Amgen’s drug for an “undruggable” cancer target had its first data out earlier this year, but its already got some potential competition.

San Diego-based Mirati Therapeutics announced Monday the presentation of data from the Phase I/II study of its KRAS G12C inhibitor, MRTX849, showing clinical activity that included objective responses in patients with non-small cell lung cancer and colorectal cancer. The data were presented at the 2019 AACR-NCI-EORTC International Conference on Molecular Targets and Cancer Therapeutics in Boston.

Shares of Mirati rose 16.5 percent on the Nasdaq Tuesday morning following the news. Amgen is developing the drug AMG 510, which is also a KRAS G12C inhibitor that has shown encouraging early data.

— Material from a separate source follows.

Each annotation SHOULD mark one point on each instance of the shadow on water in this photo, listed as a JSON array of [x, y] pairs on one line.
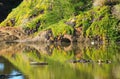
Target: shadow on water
[[70, 61]]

“Patients whose tumors carry the KRAS G12C mutation have a poor prognosis, are resistant to standard-of-care treatment and have no available targeted therapeutic options,” Mirati CEO Charles Baum said in a statement. “Early efficacy and safety data from this Phase I/II trial demonstrate the potential of a potent and effective KRAS therapy.”

Mirati’s trial has so far enrolled 17 patients, including 10 with NSCLC, four with CRC and three with other tumors. Across all dose levels, three of six patients with NSCLC and one of four with CRC achieved a partial remission – meaning partial disappearance of their tumor – with one from each group having a confirmed partial response. At the highest dose level, 600mg, three of five with NSCLC and one of two with CRC achieved a partial response, while the rest experienced stable disease. Most treatment-related adverse events were low-grade in nature, with two patients experiencing dose-limiting toxicities. The maximum tolerated dose had not been established.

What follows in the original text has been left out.